With this animation I pull back my studio curtain to reveal the evolution between a pair of drawings. “Capturing Charlotte” begins with one portrait, and then offers an intimate look into my creative process by disclosing some of the hundreds of discarded drawings that transpired before arriving at the final companion portrait.
In the first drawing, as Charlotte sat in meditation, I was able to quickly capture her contemplative moment on paper. I then began a companion portrait to express Charlotte’s outward joy. While the initial portrait was drawn with ease, the companion portrait only evolved after months of searching, probing, and exploration. Along the way I photographed hundreds of stages as I reworked and discarded sketches. It is my hope that as Charlotte emerges and recedes into the page, the viewer shares in the ebbs and flows of the process in capturing a portrait.
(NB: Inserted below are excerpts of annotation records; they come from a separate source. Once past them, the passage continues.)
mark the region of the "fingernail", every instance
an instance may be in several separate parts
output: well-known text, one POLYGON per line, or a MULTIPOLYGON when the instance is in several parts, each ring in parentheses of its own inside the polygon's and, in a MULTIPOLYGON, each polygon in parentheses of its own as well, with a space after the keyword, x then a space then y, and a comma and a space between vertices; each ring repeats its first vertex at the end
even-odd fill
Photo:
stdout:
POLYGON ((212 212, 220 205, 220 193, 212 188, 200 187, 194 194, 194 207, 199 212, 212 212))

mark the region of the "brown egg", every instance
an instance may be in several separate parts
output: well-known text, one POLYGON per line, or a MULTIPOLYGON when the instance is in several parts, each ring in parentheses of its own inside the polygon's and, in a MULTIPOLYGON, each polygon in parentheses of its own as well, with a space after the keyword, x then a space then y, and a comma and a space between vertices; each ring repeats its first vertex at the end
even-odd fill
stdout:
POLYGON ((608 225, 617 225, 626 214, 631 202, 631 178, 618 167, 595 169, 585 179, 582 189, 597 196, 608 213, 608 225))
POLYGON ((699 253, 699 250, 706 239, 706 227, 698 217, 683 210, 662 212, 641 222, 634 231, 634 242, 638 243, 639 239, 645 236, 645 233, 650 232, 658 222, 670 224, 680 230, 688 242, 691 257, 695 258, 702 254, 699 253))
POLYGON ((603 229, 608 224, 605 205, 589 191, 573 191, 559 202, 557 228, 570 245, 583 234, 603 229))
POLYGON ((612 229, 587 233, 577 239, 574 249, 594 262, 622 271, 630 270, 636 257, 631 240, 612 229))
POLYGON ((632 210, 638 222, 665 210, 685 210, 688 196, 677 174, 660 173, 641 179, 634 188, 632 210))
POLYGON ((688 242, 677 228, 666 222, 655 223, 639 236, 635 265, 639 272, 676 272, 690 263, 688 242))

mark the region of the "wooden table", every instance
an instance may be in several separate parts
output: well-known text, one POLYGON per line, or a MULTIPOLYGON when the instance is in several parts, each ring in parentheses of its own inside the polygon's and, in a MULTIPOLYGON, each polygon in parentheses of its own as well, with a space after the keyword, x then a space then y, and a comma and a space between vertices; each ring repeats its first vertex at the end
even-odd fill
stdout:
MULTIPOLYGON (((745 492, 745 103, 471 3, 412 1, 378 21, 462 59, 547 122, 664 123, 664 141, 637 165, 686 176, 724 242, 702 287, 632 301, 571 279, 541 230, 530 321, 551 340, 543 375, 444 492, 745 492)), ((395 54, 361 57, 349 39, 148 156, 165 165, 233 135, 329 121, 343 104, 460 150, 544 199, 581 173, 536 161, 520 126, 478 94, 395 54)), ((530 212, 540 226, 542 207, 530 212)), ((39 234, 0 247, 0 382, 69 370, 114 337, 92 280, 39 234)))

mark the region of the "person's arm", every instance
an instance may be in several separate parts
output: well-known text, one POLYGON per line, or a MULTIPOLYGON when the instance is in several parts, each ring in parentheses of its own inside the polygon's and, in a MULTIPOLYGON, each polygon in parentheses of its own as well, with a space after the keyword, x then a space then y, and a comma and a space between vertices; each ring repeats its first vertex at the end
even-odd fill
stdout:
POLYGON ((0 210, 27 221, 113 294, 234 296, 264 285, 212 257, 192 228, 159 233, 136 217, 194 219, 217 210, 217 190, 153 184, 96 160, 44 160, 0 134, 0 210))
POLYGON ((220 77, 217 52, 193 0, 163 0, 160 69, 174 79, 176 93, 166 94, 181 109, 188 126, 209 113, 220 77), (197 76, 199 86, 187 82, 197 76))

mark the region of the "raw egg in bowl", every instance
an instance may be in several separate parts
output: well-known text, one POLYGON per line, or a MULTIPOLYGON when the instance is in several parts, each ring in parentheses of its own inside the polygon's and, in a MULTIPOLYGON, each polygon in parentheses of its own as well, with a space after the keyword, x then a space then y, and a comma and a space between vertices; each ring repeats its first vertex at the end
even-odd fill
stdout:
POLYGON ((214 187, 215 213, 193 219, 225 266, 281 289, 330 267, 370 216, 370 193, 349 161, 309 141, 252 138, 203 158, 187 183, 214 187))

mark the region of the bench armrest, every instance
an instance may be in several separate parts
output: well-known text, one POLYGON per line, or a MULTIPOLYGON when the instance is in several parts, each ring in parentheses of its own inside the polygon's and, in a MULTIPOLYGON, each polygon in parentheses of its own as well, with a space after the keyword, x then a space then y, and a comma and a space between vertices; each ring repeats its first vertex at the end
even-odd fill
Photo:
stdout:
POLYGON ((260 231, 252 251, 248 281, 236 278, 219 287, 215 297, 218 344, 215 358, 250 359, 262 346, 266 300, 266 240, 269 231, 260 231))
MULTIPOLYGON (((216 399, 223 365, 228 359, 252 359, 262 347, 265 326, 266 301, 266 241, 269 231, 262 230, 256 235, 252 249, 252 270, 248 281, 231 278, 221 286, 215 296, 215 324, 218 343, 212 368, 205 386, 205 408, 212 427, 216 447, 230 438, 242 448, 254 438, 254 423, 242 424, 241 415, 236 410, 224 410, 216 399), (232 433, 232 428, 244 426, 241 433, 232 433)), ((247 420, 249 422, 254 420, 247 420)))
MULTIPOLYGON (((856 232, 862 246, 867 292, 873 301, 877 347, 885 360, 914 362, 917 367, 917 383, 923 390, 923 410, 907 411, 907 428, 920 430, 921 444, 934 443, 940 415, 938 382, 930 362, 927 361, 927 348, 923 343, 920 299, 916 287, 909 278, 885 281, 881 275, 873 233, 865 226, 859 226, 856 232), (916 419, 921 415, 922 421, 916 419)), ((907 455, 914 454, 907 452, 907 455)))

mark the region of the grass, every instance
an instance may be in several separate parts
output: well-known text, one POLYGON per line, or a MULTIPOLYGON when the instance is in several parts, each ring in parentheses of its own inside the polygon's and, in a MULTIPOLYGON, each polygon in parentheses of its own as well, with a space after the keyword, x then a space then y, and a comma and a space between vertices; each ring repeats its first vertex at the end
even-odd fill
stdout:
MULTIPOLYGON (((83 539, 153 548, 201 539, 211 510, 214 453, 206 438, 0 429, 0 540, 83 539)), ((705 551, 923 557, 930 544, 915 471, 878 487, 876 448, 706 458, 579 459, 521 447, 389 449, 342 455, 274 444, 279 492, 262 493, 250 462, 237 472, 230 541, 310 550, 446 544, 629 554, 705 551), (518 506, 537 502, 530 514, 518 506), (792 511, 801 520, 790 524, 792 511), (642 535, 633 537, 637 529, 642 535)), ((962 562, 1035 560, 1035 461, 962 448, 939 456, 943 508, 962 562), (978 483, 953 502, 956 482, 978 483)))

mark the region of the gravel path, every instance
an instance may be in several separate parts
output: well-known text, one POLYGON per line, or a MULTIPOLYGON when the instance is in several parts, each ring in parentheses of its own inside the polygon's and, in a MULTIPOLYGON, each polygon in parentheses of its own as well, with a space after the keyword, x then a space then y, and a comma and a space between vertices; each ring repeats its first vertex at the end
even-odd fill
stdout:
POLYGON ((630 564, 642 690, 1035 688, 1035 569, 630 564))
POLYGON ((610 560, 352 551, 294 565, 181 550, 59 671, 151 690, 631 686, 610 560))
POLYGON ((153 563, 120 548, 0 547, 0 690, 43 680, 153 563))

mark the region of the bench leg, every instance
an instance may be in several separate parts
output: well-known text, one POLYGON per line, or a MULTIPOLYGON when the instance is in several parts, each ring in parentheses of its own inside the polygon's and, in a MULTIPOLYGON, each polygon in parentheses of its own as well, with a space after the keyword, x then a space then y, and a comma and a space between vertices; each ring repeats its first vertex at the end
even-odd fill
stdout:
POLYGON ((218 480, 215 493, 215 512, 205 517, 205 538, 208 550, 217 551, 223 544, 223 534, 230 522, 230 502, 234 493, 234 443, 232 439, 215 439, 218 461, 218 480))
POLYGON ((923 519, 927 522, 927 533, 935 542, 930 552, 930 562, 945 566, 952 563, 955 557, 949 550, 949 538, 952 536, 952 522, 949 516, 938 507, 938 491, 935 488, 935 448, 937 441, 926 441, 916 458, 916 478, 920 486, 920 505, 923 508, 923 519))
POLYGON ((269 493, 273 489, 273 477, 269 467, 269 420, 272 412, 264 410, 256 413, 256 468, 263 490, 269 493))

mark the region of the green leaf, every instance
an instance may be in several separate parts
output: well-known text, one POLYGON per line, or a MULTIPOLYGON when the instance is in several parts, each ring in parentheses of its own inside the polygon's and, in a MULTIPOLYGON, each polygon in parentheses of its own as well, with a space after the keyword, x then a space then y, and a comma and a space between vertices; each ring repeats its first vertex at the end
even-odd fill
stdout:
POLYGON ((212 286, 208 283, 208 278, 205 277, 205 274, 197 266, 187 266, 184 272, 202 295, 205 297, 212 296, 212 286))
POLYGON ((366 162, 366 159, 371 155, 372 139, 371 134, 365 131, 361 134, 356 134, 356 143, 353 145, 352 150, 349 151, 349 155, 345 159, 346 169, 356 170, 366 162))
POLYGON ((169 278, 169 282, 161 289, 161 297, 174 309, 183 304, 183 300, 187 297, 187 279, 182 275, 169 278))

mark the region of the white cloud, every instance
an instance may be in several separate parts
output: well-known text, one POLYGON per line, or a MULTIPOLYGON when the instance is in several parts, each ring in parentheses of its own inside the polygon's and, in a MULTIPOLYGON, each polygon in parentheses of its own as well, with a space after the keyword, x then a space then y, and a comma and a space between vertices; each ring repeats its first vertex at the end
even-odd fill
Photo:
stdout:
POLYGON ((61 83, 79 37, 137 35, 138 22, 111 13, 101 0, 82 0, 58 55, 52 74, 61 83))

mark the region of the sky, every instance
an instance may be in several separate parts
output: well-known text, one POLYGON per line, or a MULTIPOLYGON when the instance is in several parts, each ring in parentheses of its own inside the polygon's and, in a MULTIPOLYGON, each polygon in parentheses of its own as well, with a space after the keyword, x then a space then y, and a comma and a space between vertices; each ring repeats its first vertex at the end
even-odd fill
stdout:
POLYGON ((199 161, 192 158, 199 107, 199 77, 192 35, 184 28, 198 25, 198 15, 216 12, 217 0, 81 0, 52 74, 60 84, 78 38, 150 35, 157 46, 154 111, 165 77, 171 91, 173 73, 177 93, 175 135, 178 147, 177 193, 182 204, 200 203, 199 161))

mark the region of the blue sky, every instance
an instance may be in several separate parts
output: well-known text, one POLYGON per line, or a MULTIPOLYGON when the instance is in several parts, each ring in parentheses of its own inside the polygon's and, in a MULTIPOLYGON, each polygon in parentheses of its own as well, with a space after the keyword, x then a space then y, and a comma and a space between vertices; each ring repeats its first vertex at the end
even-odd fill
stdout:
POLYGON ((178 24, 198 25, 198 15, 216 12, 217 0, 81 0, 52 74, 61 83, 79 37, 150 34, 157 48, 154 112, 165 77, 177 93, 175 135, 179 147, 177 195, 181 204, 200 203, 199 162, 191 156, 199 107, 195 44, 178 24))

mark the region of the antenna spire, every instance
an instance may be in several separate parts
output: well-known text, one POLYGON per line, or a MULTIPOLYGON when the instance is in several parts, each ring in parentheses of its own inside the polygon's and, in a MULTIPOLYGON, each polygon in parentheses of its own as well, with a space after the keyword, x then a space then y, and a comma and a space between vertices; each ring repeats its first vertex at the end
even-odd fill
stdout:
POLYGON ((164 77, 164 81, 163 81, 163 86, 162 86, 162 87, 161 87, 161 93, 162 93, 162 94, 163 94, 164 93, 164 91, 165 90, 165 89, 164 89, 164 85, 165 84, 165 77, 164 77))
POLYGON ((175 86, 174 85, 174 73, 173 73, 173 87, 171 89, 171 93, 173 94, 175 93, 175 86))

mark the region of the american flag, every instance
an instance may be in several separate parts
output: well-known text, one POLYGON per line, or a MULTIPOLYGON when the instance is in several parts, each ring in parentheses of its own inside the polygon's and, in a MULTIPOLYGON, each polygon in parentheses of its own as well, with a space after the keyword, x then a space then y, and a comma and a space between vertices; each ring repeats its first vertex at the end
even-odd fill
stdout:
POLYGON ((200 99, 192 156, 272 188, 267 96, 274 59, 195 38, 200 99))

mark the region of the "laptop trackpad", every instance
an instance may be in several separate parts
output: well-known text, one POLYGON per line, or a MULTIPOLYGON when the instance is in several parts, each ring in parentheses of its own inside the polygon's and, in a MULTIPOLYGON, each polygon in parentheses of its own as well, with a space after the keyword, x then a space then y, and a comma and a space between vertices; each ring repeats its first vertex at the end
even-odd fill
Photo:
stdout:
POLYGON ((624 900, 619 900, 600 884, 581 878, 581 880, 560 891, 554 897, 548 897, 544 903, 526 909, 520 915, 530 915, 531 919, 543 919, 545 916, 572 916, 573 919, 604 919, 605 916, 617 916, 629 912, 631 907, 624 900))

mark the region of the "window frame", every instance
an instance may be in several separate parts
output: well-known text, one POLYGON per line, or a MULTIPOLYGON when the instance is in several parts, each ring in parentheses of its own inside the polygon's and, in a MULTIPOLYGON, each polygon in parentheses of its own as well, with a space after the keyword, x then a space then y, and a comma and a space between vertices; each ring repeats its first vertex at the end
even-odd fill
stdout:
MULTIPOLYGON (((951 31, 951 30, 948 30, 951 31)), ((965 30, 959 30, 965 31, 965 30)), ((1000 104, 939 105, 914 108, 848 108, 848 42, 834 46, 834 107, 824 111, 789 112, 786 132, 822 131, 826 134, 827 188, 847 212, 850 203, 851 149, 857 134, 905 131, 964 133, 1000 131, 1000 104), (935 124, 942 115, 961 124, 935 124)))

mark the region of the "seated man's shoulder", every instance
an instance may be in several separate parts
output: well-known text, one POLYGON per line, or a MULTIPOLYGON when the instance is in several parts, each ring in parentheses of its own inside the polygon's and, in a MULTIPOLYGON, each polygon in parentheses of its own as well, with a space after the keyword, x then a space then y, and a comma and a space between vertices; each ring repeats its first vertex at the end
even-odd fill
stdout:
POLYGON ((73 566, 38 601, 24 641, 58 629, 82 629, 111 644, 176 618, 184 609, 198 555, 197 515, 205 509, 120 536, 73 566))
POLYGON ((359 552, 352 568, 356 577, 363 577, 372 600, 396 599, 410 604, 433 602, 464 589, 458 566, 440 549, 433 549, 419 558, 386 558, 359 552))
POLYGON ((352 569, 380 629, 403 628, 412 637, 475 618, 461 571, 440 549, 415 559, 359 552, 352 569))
Charlotte’s statement about the animation:
“I feel happy, touched, and impressed by the transformative process and final project you created from those sessions together, and branches of love spread gently from me to you as the video went by.
The thing is, I can recall quite well the session where I was meditating. It felt, as the sound of your charcoal scratch the paper, that I could almost feel the part of my face that you were drawing though eyes closed.…It was a special moment and I remember it very well. How similar somehow your video overall’s tone feels to that moment is astonishing.… like the joy, a certain bluntness sometimes. From a personal perspective, I am also very grateful to see reflections of my expression in such a calm and loving creation.
And It is not only that, but the video as a whole, as I understand it, comes from process of transformation, re-creation and yet somehow it finds a certain core center. and to me it shows amazing creative sensibility, serenity…. It felt, as the sound of your charcoal scratched the paper, that I could almost feel the part of my face that you were drawing.”
Technical Notes:
For more than 35 years, I’ve pioneered the merging of traditional and digital art forms, blurring divisions between painting, drawing, printmaking, and collage.“Capturing Charlotte” was created using Photoshop to align, correct, and combine hundreds of iPhone snapshots of in-process sketches that were drawn, then reworked or discarded in the months between the creation of two actual, final charcoal portraits. The animation was created on a Mac computer, using a combination of iMovie, Photoshop, and Quicktime.